When President Obama said during an interview that “we” don’t consider Egypt an ally, apparently that “we” didn’t include his own State Department. After being pressed by a reporter, State Department spokesperson Victoria Nuland confirmed today that, yes, technically Egypt is still a U.S. ally (via Politico):
That’s all the State Department can really say, given the fact that Egypt is classified as a major non-NATO ally, which makes it eligible to receive certain types of military assistance and other benefits. Which begs the question — what exactly was Obama getting at when he said otherwise?
So far, the White House hasn’t given a clear answer. Spokesperson Jay Carney struggled to spin Obama out of the blunder earlier today, and only ended up making matters worse:
The White House said immediately that there was no change in policy.
“The president, in diplomatic and legal terms, was speaking correctly,” White House spokesman Jay Carney said. “We do not have an alliance treaty with Egypt. Ally is a legal term of art. As I said, we do not have a mutual defense treaty with Egypt, like we do, for example, with our NATO allies.”
As Politico’s Byron Tau points out, that would mean other designated major non-NATO allies — including Israel — aren’t technically “allies,” at least according to Obama’s “legal term of art” definition. Complicating matters further is the fact that the term “ally” is in the title of the designation.
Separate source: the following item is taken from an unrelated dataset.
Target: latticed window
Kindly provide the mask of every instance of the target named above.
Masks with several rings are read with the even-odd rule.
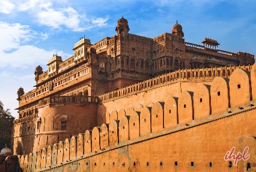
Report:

It’s actually pretty clear what Obama meant to say about Egypt. Obviously the Obama administration is wary about the new government, and for good reason. But the ally comment was a mistake from both a diplomatic and legal perspective. It certainly couldn’t have sent a comforting sign to other major non-NATO allies in the region, and it stepped on his campaign’s efforts to portray him as a competent leader on foreign policy.